Rok
Rok

Reputation: 133

iTextSharp can't read some PDF files

I have a problem to read and display content of some PDFs into RichTextBox. I use the following code:

string fileName = @"C:\Users\PC\Desktop\SomePdf.pdf";
string str = string.Empty;

PdfReader reader = new PdfReader(fileName);

for (int i = 1; i <= reader.NumberOfPages; i++)
{
    ITextExtractionStrategy its = new iTextSharp.text.pdf.parser.LocationTextExtractionStrategy();
    String s = PdfTextExtractor.GetTextFromPage(reader, i, its);

    s = Encoding.UTF8.GetString(ASCIIEncoding.Convert(Encoding.Default, Encoding.UTF8, Encoding.Default.GetBytes(s)));
    str = str + s;
    rtbVsebina.Text = str;
}

reader.Close();

Some PDFs can be read and displayed into RichTextBox and some they can not be.
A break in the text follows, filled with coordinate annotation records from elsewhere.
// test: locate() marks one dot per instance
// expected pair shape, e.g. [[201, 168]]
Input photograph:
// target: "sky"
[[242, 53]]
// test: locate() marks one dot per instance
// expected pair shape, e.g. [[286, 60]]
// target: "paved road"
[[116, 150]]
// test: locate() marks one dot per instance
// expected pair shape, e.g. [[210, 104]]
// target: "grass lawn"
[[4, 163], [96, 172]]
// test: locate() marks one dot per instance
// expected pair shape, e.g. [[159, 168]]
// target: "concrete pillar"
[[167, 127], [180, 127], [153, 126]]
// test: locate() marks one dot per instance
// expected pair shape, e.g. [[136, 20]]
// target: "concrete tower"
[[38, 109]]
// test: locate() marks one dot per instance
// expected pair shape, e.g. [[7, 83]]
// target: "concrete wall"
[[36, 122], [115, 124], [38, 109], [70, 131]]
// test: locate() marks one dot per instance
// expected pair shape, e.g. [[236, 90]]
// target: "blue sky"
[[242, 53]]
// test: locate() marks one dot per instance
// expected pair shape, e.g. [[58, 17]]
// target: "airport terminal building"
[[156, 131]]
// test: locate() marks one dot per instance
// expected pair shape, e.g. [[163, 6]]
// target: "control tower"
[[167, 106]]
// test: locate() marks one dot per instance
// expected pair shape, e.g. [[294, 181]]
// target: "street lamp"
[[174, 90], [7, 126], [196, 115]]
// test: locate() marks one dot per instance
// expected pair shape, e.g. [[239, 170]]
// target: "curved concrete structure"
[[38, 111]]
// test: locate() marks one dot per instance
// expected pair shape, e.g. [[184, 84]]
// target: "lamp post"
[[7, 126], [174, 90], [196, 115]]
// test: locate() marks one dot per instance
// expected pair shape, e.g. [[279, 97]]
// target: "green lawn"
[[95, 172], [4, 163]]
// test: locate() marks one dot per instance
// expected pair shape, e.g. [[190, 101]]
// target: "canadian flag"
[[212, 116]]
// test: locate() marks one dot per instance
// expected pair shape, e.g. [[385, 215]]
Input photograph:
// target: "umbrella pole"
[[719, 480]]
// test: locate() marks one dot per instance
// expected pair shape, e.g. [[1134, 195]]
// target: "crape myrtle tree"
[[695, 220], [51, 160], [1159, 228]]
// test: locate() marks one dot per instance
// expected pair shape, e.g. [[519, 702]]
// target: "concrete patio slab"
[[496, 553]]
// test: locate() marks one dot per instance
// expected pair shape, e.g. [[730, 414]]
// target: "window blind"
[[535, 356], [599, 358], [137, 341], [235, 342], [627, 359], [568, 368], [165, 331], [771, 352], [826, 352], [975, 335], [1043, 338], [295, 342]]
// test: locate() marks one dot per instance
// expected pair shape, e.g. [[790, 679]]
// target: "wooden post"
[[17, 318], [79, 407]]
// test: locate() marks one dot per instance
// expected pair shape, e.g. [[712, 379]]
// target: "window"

For those that can not be read I only get empty RichTextBox but with some added lines as I would press Key 'Enter' on the keyboard a couple of times.

Does anybody know what could be wrong?

Upvotes: 0

Views: 1290

Answers (1)

Bruno Lowagie
Bruno Lowagie

Reputation: 77528

You are confusing page content with page annotations.

Page content is part of the content stream of a page. It's referred to in the /Contents entry of the page dictionary and (optionally) in external objects (aka XObjects). With the code snippet you have copy/pasted in your question, you are extracting this content.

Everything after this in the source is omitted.